Labeled Faces in the Wild Home (LFW)

The LFW dataset comes with two loaders: one called fetch_lfw_people for face identification and the other called fetch_lfw_pairs for face verification. This tutorial uses the memmapped version existing in the ~/scikit_learn_data/lfw_home/ through the joblib utility.

Using the fetch_lfw_people Loader

This loader uses supervised learning to classify faces into multiple classes.

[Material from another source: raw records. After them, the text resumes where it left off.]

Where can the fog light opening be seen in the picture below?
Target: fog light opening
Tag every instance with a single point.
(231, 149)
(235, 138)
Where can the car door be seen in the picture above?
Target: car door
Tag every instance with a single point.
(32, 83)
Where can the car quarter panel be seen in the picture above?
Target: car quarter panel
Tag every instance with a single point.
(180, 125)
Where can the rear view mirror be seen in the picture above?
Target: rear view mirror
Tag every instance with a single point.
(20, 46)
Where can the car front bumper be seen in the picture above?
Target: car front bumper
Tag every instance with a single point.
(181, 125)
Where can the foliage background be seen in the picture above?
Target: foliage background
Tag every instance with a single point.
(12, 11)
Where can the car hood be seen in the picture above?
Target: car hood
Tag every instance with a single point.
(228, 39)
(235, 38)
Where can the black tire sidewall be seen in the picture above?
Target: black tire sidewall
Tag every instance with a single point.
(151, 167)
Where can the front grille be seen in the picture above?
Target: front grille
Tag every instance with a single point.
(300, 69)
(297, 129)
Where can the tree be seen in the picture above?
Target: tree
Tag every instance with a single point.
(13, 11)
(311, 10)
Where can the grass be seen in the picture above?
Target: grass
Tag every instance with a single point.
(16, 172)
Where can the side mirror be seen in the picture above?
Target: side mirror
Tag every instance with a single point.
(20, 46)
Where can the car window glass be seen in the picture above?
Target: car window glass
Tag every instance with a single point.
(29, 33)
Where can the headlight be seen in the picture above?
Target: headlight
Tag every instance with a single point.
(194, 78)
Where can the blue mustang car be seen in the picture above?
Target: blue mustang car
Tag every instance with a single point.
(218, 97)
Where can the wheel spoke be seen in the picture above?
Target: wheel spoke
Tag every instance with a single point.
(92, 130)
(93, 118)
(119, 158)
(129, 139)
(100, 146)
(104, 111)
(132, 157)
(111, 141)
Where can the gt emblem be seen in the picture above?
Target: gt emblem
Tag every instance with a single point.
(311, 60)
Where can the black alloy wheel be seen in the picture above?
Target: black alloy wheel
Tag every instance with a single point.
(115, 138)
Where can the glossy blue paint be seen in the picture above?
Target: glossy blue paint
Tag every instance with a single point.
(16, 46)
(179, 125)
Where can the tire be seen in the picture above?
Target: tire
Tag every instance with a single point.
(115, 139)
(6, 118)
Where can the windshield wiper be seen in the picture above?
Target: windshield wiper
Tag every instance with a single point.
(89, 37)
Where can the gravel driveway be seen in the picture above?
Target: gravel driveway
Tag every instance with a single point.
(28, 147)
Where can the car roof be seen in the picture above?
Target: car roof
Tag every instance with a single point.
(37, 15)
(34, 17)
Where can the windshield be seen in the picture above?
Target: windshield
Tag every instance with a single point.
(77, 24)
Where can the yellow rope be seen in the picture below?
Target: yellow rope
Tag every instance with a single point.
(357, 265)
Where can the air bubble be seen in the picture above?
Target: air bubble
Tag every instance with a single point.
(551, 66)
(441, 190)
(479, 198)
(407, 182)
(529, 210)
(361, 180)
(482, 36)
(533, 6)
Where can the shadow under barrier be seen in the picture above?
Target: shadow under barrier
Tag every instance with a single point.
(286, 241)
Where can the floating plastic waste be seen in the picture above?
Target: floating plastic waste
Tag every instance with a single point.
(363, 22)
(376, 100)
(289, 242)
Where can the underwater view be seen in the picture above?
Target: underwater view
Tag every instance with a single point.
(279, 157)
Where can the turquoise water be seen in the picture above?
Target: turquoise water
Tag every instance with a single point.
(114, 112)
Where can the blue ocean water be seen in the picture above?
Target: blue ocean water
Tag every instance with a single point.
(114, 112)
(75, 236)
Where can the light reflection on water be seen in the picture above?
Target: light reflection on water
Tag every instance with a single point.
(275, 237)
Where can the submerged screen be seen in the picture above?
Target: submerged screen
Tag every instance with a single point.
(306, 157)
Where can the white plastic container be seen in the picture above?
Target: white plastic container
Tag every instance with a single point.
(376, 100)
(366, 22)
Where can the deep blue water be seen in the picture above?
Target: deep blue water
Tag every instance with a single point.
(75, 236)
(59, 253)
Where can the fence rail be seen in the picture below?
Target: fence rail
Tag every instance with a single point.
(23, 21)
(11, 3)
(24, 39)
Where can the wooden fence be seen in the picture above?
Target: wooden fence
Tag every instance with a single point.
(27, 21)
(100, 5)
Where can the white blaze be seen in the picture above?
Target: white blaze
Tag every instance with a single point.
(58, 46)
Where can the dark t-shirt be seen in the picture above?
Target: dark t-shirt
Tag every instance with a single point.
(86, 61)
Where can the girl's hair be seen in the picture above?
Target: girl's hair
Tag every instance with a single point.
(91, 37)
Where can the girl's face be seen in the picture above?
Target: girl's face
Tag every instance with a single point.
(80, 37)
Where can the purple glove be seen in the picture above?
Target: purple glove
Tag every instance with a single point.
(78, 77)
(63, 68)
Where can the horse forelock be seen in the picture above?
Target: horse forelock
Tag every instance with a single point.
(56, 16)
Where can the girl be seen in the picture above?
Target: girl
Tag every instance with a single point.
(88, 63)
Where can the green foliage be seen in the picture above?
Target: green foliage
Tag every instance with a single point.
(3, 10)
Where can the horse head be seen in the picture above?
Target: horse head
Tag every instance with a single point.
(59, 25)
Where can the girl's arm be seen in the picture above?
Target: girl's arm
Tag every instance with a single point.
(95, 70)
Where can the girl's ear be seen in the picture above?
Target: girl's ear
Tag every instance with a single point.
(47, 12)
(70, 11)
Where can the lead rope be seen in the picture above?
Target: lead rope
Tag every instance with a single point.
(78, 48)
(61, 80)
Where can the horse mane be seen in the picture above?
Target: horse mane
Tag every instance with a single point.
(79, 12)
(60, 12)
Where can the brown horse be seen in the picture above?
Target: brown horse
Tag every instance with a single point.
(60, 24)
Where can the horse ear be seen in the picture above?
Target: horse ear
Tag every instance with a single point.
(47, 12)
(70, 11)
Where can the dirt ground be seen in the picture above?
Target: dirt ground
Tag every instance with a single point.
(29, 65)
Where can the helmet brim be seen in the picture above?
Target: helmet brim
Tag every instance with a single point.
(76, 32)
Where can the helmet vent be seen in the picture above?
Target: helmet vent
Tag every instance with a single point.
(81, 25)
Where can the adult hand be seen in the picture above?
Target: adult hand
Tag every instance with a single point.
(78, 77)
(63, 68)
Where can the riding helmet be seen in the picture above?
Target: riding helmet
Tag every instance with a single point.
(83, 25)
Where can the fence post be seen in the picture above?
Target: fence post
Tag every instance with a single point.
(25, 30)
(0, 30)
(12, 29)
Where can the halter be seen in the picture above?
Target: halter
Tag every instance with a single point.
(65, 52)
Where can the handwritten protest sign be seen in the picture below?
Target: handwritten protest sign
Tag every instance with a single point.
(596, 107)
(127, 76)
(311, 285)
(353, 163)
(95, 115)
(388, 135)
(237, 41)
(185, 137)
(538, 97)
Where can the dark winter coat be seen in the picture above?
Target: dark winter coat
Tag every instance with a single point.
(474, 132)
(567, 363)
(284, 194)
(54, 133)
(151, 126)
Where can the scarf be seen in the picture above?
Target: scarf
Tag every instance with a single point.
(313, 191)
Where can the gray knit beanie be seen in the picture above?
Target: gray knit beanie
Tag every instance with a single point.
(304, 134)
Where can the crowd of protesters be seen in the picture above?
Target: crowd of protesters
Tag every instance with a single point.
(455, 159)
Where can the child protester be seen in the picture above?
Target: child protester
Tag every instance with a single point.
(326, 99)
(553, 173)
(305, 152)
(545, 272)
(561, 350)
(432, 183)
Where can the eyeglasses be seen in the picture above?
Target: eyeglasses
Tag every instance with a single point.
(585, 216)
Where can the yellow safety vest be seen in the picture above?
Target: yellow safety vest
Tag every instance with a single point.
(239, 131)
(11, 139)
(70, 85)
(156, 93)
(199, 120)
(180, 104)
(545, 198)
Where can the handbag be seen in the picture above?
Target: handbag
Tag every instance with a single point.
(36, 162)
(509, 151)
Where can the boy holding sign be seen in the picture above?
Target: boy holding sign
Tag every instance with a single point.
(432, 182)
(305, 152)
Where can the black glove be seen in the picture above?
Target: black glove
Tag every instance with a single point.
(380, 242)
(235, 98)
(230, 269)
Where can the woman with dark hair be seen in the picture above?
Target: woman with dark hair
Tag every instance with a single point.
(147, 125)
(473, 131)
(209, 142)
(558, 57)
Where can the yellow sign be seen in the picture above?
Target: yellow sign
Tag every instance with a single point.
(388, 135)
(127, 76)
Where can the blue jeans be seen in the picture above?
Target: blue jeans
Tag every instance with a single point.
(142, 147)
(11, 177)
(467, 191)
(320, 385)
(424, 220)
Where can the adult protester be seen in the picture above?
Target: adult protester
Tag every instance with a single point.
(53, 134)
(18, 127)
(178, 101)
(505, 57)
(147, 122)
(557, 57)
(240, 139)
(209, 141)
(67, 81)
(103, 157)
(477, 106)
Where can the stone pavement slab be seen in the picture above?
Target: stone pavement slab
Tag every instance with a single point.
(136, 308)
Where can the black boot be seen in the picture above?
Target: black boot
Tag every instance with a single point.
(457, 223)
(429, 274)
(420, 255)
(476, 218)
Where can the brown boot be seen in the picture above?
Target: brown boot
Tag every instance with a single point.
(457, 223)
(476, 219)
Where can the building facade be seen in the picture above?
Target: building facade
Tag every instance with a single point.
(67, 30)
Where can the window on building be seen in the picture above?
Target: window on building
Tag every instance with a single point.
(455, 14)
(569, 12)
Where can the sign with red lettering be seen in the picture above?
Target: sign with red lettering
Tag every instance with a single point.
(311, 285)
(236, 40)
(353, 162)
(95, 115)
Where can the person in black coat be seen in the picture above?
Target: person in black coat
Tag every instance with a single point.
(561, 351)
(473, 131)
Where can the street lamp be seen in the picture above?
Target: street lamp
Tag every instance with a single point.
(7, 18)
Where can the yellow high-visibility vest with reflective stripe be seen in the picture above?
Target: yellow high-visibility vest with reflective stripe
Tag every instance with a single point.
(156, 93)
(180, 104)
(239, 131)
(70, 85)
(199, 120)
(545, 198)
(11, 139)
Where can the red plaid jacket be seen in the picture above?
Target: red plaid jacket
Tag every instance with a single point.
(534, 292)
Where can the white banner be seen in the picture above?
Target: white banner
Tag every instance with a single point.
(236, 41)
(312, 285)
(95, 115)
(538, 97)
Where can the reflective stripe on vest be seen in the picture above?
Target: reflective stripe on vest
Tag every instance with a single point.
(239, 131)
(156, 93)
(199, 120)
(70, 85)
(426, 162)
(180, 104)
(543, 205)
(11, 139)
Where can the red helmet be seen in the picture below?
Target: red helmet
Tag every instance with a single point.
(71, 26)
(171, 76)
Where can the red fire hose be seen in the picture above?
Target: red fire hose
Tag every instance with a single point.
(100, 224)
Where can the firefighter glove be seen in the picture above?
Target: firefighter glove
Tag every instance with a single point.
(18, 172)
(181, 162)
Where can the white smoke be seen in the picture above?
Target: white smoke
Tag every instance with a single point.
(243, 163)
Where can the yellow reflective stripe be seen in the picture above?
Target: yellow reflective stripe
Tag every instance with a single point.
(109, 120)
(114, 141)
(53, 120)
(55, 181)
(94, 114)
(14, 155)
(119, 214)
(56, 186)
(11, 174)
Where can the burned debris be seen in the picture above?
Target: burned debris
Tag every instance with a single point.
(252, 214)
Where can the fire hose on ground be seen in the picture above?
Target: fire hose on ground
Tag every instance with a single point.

This tutorial shows how to import the LFW dataset and show the celebrity in the image’s name.

To use the fetch_lfw_people loader:

  1. Use the following command to fetch the dataset and loader:

from sklearn.datasets import fetch_lfw_people

people_from_lfw = fetch_lfw_people(min_faces_per_person=70, resize=0.4)

  1. Use the following code to print the names of the people in the dataset:

for name in lfw_people.target_names:

print(name)

Each face in the dataset is assigned a single person id from the target array.

  1. Use the following code to get the ground truth data through the target array:

lfw_people.target.shape

list(lfw_people.target[:10])

Using the fetch_lfw_pairs Loader

The loader comes in handy to check if two pictures belong to the same person or not. While fetching the loader, it is important to specify the particular subset of the dataset.

To use the fetch_lfw_pairs loader:

Use the following command to list the available face image pairs after importing the loader:

from sklearn.datasets import fetch_lfw_pairs

lfw_pairs_train_subset = fetch_lfw_pairs(subset='train')

list(lfw_pairs_train_subset.target_names)

The last command retrieves a list of two items:

['Different persons', 'Same person']

Conclusion

In this article, I covered three of the most popular face datasets you can use to build your own face recognition and face detection models—CelebFaces, FFHQ, and LFW. I showed technical details that can help you retrieve the datasets and use them in your model code. I hope this will give you a head start on your next computer vision project.